为什么 std::string 的自定义分配器不起作用

Question

I define a new allocator like this:

template <class T>
class CodecAlloc: public std::allocator<T> {
public:
  typedef size_t    size_type;
  typedef ptrdiff_t difference_type;
  typedef T*        pointer;
  typedef const T*  const_pointer;
  typedef T&        reference;
  typedef const T&  const_reference;
  typedef T         value_type;

  CodecAlloc() {}
  CodecAlloc(const CodecAlloc&) {}

  pointer allocate(size_type n, const void * = 0) {
              T* t = (T*) malloc(n * sizeof(T));
              std::cout
              << "  used CodecAlloc to allocate   at address "
              << t << " (+)" << std::endl;
              return t;
            }

  void deallocate(void* p, size_type) {
              if (p) {
                free(p);
                std::cout
                << "  used CodecAlloc to deallocate at address "
                << p << " (-)" << 
                std::endl;
              } 
            }

  template <class U>
  struct rebind { typedef CodecAlloc<U> other; };
};

if I typedef a new type:

typedef std::basic_string<char, std::char_traits<char>, CodecAlloc<char>> String;

it work well，CodecAlloc::allocate has been called. but now there is a interface like this:

void SetBinary(const std::string&)

it's parameter is a std::string, the type String does not match. So I use this way to construct std::string

std::string str = std::string("Hello !!", CodecAlloc<char>);
SetBinary(str)

but the CodecAlloc allocator does not been called?. why. and how should i solve this problem. the SetBinary interface can not be changed. thks

Answer 1

So, the line

std::string str = std::string("Hello !!", CodecAlloc<char>);

is just wrong and has several errors:

1. You can't use CodecAlloc<char> since that is a type. You need to pass an allocator instance, so at least CodecAlloc<char>() is needed.
2. If 1. is fixed, it will still not work since the passed allocator differs from the one used by std::string . You could fix it to use your type String : std::string str = String("Hello,;", CodecAlloc<char>); , but that won't work, since std::string does not have an assigment operator from a type with a different allocator - see this

So with the detailed explanation above the answer is - no you cannot achieve what you want and pass a custom typedef'ed std::basic_string in a std::string and preserve your custom allocator.

Answer 2

std::string str = std::string("Hello !!", CodecAlloc<char>);

Assuming that you actually created a temporary like CodecAlloc<char>() (because otherwise it wouldn't compile) what happens is that you call the constructor taking a const std::allocator<char>& (because that's what std::string::allocator_type is) and your object has that as a base class. So the reference binds to the base subobject of your CodecAlloc<char> temporary, and then that base subobject gets copied into the string's internal allocator object.

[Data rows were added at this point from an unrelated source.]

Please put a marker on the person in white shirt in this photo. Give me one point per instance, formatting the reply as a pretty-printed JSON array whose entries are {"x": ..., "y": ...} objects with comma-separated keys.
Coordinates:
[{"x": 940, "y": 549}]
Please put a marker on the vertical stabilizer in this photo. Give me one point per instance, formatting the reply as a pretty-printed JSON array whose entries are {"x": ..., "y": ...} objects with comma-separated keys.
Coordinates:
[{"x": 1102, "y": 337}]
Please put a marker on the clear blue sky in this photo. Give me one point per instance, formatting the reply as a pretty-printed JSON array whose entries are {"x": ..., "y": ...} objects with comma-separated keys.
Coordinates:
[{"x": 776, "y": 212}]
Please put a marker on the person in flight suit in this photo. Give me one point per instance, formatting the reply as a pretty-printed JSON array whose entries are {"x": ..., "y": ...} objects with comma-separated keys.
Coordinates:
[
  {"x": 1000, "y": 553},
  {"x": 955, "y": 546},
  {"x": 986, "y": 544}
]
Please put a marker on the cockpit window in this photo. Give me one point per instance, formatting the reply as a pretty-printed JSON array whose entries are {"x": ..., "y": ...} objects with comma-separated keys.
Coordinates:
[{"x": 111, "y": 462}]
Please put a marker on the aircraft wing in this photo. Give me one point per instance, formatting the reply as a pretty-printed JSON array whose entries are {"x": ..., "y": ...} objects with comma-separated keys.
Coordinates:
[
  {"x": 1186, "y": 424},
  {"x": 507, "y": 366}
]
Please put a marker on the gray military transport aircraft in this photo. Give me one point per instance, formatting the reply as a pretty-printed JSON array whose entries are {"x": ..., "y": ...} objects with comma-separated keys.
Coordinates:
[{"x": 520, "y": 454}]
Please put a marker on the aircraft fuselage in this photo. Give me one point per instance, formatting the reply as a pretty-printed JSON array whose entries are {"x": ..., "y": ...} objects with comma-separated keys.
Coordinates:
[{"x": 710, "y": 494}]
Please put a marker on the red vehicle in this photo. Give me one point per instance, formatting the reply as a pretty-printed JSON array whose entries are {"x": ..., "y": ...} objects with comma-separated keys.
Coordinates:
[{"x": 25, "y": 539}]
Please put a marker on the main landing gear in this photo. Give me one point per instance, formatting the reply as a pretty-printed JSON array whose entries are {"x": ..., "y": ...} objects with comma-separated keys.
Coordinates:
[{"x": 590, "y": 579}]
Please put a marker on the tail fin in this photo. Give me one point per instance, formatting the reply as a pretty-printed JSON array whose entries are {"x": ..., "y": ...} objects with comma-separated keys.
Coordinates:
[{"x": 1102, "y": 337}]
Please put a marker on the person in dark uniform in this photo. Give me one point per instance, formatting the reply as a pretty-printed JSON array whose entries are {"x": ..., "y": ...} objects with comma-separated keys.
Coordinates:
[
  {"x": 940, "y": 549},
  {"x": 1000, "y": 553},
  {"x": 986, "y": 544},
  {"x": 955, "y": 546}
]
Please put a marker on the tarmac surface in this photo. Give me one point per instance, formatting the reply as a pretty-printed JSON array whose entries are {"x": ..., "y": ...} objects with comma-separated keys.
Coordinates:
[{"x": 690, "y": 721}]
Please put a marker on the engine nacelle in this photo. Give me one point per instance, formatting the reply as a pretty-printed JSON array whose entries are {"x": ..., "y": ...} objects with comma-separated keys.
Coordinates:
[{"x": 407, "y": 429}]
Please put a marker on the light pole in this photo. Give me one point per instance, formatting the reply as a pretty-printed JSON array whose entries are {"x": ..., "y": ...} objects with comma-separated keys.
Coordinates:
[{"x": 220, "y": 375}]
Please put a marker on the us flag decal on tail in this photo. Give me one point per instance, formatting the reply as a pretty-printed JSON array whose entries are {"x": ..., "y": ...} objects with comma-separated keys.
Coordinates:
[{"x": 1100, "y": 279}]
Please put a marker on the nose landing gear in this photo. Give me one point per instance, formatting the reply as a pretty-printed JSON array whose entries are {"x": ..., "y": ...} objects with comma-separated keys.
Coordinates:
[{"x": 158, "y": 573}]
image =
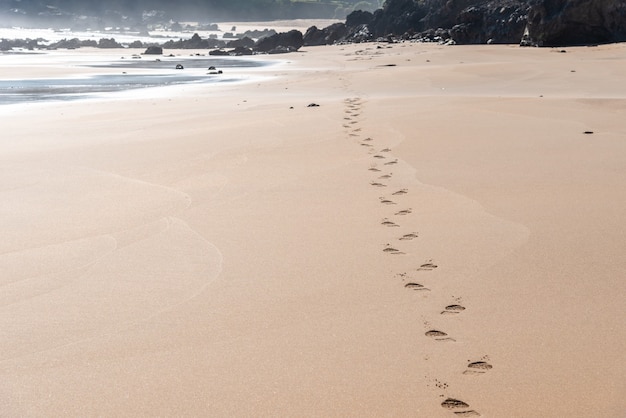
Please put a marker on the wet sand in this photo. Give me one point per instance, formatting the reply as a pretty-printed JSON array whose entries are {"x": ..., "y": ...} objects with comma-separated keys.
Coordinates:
[{"x": 439, "y": 237}]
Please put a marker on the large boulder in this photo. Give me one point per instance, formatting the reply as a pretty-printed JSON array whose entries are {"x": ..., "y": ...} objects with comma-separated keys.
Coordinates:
[
  {"x": 327, "y": 36},
  {"x": 291, "y": 41},
  {"x": 501, "y": 22},
  {"x": 576, "y": 22},
  {"x": 154, "y": 50}
]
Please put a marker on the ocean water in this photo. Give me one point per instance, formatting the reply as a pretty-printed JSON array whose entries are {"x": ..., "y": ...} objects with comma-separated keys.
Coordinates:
[{"x": 109, "y": 75}]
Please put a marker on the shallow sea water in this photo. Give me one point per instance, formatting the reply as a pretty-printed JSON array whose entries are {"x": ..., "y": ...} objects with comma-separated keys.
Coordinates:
[{"x": 135, "y": 73}]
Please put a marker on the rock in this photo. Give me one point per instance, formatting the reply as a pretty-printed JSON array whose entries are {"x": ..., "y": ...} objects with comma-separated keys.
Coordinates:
[
  {"x": 154, "y": 50},
  {"x": 327, "y": 36},
  {"x": 242, "y": 42},
  {"x": 291, "y": 40},
  {"x": 240, "y": 50},
  {"x": 108, "y": 43},
  {"x": 576, "y": 22}
]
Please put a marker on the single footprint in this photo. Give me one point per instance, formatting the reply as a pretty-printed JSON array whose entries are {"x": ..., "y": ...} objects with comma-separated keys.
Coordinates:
[
  {"x": 404, "y": 212},
  {"x": 427, "y": 266},
  {"x": 478, "y": 367},
  {"x": 415, "y": 286},
  {"x": 452, "y": 309},
  {"x": 470, "y": 413},
  {"x": 438, "y": 335},
  {"x": 387, "y": 222},
  {"x": 391, "y": 250},
  {"x": 451, "y": 403}
]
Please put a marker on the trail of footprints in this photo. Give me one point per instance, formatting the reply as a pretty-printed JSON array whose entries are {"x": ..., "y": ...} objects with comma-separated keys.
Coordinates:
[{"x": 382, "y": 162}]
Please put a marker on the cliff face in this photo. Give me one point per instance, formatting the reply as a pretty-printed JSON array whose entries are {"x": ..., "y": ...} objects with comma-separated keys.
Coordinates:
[
  {"x": 537, "y": 22},
  {"x": 576, "y": 22},
  {"x": 466, "y": 21}
]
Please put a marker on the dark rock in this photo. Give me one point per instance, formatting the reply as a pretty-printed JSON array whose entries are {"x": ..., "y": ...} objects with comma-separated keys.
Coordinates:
[
  {"x": 241, "y": 50},
  {"x": 154, "y": 50},
  {"x": 576, "y": 22},
  {"x": 327, "y": 36},
  {"x": 108, "y": 43},
  {"x": 242, "y": 42},
  {"x": 292, "y": 40}
]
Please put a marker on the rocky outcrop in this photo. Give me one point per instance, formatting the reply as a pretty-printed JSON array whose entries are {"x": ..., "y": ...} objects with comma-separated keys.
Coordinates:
[
  {"x": 327, "y": 36},
  {"x": 501, "y": 22},
  {"x": 465, "y": 21},
  {"x": 154, "y": 50},
  {"x": 576, "y": 22},
  {"x": 280, "y": 42}
]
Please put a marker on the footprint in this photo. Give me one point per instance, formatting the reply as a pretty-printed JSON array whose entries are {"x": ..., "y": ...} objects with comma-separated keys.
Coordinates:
[
  {"x": 452, "y": 310},
  {"x": 451, "y": 403},
  {"x": 427, "y": 266},
  {"x": 470, "y": 413},
  {"x": 438, "y": 335},
  {"x": 416, "y": 286},
  {"x": 404, "y": 212},
  {"x": 389, "y": 223},
  {"x": 478, "y": 367},
  {"x": 391, "y": 250}
]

You can't make std::string use a different allocator type just by passing it to the constructor, the allocator type is a static property of the string.

Answer 3

I have bad news for you.

The other answers already covered this nicely, but I wanted to be more explicit about this: you will not be able to use this interface with a string that uses a custom allocator . Or with any other kind of string, for that matter.

To understand why, you need to know what std::string is. If you look for "string" on cppreference, you'll be directed to the page for std::basic_string . This is intentional, std::basic_string is a template that defines a collection of string classes, and std::string is one of them.

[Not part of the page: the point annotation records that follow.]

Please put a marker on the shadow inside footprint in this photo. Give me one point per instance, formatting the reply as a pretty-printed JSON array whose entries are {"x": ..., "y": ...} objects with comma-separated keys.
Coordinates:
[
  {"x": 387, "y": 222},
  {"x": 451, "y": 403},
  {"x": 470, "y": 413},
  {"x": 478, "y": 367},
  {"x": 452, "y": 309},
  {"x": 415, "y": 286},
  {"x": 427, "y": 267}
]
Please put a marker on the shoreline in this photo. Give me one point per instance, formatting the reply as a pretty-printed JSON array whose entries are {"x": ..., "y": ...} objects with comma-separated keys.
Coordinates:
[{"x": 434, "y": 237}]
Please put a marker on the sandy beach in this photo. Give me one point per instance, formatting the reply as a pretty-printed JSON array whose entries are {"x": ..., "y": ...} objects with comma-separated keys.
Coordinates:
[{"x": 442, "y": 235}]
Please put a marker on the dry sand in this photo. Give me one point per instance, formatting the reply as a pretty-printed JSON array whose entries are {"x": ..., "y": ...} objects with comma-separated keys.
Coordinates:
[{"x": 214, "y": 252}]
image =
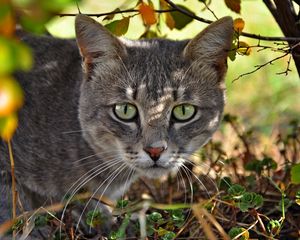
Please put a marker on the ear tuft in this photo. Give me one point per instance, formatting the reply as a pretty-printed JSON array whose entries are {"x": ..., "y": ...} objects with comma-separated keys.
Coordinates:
[
  {"x": 95, "y": 42},
  {"x": 213, "y": 43}
]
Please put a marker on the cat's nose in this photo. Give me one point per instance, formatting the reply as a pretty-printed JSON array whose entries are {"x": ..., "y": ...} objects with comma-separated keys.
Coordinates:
[{"x": 154, "y": 152}]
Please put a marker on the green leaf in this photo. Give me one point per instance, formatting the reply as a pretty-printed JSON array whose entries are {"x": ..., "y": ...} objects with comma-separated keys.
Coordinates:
[
  {"x": 181, "y": 20},
  {"x": 122, "y": 203},
  {"x": 274, "y": 227},
  {"x": 233, "y": 232},
  {"x": 34, "y": 25},
  {"x": 250, "y": 200},
  {"x": 94, "y": 218},
  {"x": 236, "y": 191},
  {"x": 169, "y": 236},
  {"x": 119, "y": 27},
  {"x": 295, "y": 174},
  {"x": 225, "y": 183},
  {"x": 56, "y": 5},
  {"x": 155, "y": 216}
]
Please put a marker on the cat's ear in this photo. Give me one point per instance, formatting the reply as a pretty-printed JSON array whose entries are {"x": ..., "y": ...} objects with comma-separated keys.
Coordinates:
[
  {"x": 212, "y": 45},
  {"x": 95, "y": 42}
]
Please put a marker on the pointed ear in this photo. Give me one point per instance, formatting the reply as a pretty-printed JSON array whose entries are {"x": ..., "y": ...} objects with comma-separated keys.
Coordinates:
[
  {"x": 213, "y": 43},
  {"x": 96, "y": 44}
]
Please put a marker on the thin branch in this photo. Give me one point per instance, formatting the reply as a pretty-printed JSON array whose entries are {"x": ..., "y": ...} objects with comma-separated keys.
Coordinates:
[
  {"x": 261, "y": 66},
  {"x": 250, "y": 35},
  {"x": 187, "y": 13},
  {"x": 112, "y": 12}
]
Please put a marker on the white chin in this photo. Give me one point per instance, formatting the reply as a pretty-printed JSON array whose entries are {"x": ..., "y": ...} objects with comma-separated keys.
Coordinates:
[{"x": 157, "y": 172}]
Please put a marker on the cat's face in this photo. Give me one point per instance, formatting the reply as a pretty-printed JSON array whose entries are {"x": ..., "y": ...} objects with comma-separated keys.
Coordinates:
[{"x": 151, "y": 103}]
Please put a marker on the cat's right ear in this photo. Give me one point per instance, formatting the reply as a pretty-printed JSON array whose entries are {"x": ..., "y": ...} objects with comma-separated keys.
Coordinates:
[{"x": 96, "y": 43}]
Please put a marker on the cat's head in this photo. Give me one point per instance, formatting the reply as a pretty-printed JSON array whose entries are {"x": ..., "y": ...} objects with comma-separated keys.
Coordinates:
[{"x": 151, "y": 103}]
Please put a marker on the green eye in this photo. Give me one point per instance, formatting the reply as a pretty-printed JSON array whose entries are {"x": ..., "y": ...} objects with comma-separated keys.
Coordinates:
[
  {"x": 125, "y": 111},
  {"x": 184, "y": 112}
]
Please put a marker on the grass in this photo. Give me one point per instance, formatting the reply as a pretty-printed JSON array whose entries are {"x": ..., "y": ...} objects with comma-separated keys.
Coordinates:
[{"x": 240, "y": 187}]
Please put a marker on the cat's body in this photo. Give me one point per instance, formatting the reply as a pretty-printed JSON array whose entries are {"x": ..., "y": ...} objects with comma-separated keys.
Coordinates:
[{"x": 76, "y": 124}]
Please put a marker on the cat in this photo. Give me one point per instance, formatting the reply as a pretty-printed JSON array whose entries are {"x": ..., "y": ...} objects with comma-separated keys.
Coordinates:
[{"x": 101, "y": 111}]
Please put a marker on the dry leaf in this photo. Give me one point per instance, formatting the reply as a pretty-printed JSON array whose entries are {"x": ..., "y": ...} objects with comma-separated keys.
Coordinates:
[
  {"x": 238, "y": 24},
  {"x": 243, "y": 48},
  {"x": 170, "y": 21},
  {"x": 234, "y": 5},
  {"x": 148, "y": 14}
]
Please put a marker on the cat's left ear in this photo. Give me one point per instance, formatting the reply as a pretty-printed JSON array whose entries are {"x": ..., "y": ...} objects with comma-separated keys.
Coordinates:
[
  {"x": 95, "y": 42},
  {"x": 213, "y": 44}
]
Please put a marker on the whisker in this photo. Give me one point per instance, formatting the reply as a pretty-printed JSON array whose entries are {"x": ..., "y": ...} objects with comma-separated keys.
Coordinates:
[
  {"x": 87, "y": 177},
  {"x": 117, "y": 171}
]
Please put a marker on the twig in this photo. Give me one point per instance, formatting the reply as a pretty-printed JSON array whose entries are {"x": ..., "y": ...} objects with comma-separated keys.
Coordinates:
[
  {"x": 13, "y": 183},
  {"x": 112, "y": 12},
  {"x": 286, "y": 72},
  {"x": 257, "y": 67},
  {"x": 200, "y": 19}
]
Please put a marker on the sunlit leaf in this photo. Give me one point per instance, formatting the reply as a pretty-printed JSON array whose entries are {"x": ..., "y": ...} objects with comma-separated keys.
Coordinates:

If you look at the definition of std::string , you'll see that it is defined as std::basic_string<char> , which is a shortcut for std::basic_string<char, std::char_traits<char>, std::allocator<char>> . This means that std::string already comes embedded with its own allocator , which is not extensible: the member functions std::allocator<T>::allocate and std::allocator<T>::deallocate are not virtual. Assuming you wanted to use this constructor from std::basic_string :

basic_string( const CharT* s, const Allocator& alloc = Allocator() );

... that means that even if the constructor is using a reference to the allocator, these functions ( allocate and deallocate ) will not be overridden: the constructor doesn't even know about your version of them. Instead, it will use the versions from the base class.